Key words: martensitic stainless steel; processing map; strain-rate sensitivity; hot deformation
1 Introduction
With high strength, high toughness and good corrosion resistance, the martensitic stainless steels are widely used in vehicle structure, steam power plants, nuclear power equipment and so forth [1-4]. Based on the superior properties, these steels are suitable for a wide range of applications, such as steam generators, pressure vessels and aircraft engine. In the aircraft engine and steam turbine, turbine blade is a key component, which can affect the workability of equipment. Turbine blades often work in harsh environments, such as high temperature, high speed rotation, which require that the blades should have good characteristics to resist the bad work conditions. As an advance martensitic steel, 2Cr11Mo1VNbN steel shows an excellent property in extreme working environments.The turbine blade needs a good deformation process to get excellent properties for its complex shape and extreme working conditions [5].

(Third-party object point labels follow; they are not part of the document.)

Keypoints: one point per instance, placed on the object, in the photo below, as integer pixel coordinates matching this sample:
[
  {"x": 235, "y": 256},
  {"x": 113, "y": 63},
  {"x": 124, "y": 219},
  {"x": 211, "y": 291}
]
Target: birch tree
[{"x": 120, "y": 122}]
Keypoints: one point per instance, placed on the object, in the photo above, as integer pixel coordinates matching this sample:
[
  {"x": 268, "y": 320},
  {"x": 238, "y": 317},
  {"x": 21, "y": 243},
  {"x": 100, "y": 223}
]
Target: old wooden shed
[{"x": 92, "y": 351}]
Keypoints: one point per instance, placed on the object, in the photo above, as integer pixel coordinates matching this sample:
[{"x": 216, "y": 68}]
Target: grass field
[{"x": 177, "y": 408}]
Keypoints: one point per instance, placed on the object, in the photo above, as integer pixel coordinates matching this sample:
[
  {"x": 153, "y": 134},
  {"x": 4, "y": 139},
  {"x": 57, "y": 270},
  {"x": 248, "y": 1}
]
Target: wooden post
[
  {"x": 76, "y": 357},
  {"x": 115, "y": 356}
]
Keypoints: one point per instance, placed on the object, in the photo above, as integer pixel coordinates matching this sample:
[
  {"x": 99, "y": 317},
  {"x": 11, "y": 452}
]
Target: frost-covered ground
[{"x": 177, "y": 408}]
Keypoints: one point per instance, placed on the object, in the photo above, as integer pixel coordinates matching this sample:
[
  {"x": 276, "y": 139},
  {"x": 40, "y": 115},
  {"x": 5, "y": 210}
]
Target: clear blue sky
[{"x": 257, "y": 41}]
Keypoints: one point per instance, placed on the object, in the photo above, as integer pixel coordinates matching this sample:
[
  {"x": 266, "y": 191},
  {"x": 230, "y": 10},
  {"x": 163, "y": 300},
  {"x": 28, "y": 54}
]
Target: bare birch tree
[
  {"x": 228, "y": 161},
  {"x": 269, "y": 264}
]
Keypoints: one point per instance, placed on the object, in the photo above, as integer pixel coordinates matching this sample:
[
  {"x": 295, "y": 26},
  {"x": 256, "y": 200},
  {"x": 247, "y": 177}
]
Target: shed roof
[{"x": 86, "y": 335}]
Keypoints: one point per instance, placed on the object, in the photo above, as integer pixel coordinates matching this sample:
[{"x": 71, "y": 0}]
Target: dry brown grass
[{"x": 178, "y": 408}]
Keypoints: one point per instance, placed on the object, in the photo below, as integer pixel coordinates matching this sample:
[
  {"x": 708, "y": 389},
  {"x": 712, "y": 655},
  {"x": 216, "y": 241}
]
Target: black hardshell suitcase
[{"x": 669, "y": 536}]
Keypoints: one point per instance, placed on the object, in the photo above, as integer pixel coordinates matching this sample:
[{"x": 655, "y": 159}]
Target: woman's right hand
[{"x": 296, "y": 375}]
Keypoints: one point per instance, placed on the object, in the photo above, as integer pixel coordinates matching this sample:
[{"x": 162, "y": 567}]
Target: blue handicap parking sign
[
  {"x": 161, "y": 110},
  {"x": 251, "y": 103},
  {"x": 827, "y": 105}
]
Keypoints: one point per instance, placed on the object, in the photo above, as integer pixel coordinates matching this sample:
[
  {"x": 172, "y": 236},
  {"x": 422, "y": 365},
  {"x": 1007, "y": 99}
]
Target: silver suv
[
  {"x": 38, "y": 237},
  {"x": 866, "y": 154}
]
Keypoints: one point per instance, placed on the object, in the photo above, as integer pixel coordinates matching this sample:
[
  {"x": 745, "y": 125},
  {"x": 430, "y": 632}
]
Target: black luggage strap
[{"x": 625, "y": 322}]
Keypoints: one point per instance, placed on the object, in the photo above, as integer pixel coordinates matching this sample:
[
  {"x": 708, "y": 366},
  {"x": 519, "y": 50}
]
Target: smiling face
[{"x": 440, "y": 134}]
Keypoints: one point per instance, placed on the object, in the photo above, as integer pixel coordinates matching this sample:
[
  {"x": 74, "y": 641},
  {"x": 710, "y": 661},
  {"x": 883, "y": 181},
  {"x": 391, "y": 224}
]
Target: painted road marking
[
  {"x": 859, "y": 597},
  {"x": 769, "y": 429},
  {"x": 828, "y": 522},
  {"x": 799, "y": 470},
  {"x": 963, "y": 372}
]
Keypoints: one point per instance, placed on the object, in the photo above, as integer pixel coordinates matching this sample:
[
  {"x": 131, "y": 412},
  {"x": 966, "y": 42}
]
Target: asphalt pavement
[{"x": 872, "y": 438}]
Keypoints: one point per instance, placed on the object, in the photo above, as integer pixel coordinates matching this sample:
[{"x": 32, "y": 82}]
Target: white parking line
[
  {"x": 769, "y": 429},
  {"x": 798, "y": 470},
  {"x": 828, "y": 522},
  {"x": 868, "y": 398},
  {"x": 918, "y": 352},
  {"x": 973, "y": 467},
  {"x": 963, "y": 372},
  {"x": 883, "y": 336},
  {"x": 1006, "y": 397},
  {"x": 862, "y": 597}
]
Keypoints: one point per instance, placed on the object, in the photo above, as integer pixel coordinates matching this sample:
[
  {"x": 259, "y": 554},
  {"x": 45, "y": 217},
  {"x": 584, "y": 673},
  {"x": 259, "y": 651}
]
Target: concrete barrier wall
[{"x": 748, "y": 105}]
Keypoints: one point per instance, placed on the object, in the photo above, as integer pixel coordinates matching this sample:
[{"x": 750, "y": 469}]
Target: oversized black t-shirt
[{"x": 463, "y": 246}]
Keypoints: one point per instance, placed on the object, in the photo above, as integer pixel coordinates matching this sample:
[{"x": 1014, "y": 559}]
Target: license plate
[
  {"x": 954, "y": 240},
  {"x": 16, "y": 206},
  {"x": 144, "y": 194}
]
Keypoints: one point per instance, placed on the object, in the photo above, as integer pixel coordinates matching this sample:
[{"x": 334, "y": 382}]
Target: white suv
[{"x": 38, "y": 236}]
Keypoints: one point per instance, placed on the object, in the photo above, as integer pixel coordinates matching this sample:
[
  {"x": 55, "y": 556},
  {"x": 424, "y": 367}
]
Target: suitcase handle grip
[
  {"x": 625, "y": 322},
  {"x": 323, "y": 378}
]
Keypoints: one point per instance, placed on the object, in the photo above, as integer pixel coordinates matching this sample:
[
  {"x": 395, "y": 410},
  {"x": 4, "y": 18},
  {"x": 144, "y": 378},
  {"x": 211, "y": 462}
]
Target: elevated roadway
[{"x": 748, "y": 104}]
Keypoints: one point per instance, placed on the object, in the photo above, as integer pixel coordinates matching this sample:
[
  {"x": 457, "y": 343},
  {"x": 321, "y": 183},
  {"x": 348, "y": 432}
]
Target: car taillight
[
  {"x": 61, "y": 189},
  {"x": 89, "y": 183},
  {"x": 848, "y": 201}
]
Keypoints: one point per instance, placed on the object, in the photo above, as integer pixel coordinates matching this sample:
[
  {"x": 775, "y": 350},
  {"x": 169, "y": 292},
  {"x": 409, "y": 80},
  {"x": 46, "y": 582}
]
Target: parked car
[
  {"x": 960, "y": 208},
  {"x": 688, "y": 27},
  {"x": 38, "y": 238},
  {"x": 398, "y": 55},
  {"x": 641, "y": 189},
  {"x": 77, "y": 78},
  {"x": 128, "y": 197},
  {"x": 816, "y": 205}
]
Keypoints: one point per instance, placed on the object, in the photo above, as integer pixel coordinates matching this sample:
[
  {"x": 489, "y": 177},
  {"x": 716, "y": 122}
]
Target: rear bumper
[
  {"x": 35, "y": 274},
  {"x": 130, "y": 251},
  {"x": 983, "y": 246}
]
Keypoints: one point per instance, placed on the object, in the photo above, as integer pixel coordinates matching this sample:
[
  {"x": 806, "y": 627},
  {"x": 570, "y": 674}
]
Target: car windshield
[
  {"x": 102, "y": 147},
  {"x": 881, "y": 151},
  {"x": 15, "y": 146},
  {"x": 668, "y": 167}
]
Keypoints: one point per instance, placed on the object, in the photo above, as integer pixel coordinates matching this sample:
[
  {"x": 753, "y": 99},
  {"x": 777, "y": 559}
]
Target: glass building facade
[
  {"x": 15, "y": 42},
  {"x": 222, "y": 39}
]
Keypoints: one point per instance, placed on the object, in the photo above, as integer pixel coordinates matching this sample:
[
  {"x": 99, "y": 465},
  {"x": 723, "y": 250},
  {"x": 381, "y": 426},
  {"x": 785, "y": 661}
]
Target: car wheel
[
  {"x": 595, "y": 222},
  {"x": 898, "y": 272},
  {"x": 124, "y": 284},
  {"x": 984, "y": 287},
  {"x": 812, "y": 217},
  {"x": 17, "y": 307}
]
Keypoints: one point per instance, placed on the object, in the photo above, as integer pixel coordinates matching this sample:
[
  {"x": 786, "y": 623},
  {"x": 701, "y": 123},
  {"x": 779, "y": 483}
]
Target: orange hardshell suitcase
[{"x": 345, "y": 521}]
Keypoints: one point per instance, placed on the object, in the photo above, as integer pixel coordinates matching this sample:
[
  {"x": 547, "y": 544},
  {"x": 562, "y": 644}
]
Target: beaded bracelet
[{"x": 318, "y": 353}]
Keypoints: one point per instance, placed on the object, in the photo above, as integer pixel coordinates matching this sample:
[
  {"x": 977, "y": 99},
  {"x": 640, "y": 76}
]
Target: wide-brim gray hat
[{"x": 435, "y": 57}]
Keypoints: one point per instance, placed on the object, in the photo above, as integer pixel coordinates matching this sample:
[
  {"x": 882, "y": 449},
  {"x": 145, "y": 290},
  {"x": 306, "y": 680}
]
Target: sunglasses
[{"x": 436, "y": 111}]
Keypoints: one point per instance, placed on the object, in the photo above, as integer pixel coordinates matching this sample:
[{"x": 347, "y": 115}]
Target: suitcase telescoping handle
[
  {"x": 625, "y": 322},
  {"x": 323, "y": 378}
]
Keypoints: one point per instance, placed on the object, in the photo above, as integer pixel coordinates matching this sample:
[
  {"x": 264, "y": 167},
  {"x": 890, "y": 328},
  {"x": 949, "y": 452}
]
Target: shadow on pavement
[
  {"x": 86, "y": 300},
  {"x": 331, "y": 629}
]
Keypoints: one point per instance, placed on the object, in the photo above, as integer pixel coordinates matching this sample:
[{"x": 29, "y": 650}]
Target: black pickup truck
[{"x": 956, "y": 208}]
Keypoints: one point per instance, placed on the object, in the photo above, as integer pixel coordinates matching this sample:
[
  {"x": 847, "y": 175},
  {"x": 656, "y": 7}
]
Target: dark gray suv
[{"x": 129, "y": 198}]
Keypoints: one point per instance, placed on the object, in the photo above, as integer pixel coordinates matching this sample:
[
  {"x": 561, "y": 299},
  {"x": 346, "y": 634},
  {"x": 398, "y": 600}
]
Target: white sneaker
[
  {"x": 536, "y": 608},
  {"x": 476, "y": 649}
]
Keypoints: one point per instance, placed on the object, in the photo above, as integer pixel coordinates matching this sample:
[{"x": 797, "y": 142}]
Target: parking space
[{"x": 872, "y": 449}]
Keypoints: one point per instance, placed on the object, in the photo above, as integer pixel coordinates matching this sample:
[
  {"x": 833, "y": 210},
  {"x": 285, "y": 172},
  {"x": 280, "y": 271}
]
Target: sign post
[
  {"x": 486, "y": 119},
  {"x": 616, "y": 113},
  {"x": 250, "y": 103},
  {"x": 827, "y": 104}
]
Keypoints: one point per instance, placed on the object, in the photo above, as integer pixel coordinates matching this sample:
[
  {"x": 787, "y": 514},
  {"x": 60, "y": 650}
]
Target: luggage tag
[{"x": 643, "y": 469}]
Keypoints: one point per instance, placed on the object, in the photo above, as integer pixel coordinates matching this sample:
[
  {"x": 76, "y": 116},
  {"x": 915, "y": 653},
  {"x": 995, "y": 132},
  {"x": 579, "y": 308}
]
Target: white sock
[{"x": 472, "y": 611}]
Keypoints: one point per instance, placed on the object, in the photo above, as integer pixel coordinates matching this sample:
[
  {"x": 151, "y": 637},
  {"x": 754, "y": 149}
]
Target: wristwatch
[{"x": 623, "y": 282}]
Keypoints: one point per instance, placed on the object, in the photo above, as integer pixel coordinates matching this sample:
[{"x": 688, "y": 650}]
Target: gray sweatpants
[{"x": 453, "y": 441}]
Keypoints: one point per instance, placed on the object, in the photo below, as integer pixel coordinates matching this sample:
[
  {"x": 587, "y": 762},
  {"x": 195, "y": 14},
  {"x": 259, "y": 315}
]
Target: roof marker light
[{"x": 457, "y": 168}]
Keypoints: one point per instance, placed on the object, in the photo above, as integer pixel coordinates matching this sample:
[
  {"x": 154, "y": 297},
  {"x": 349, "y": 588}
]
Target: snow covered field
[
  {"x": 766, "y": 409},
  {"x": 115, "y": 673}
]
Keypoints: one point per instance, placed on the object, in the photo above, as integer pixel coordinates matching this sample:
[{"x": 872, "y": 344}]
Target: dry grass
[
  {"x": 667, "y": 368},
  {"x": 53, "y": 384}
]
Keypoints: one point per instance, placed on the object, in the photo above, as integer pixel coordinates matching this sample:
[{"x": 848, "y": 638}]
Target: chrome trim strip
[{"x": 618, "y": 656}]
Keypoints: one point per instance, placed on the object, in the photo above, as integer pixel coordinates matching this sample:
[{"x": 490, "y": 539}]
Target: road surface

It is well known that the investigation of hot deformation can provide a better selection of deformation parameters to improve the workability of the metal. During hot deformation process, the deformation parameters, such as strain rate, temperature and strain, are very important factors of getting good properties [6-8]. The material flow behavior during hot deformation is of complex, in which the work hardening and dynamic softening phenomena are affected by deformation parameters, such as temperature, strain and strain rate. Up to now, many researches have been done on the hot deformation behaviors and microstructure evolution of martensitic stainless steels [9-10]. The constitutive equation correlating the flow stress, strain, strain rate and temperature can be used to predict the flow stress during hot deformation [11-14]. In recent years, the Arrhenius equation has been widely used to establish the model of flow stress during hot deformation. Moreover, the constitutive model considering compensation strain is taken into account in many newly Arrhenius equations [15-16]. Processing maps, constructed by hot deformation test data, can be used to optimize deformation parameters, control microstructures and explain deformation mechanism and so forth [17-20]. Moreover, the instability in the hot deformation can also be predicted from the processing map, which will provide guidance for avoiding the deformation defects.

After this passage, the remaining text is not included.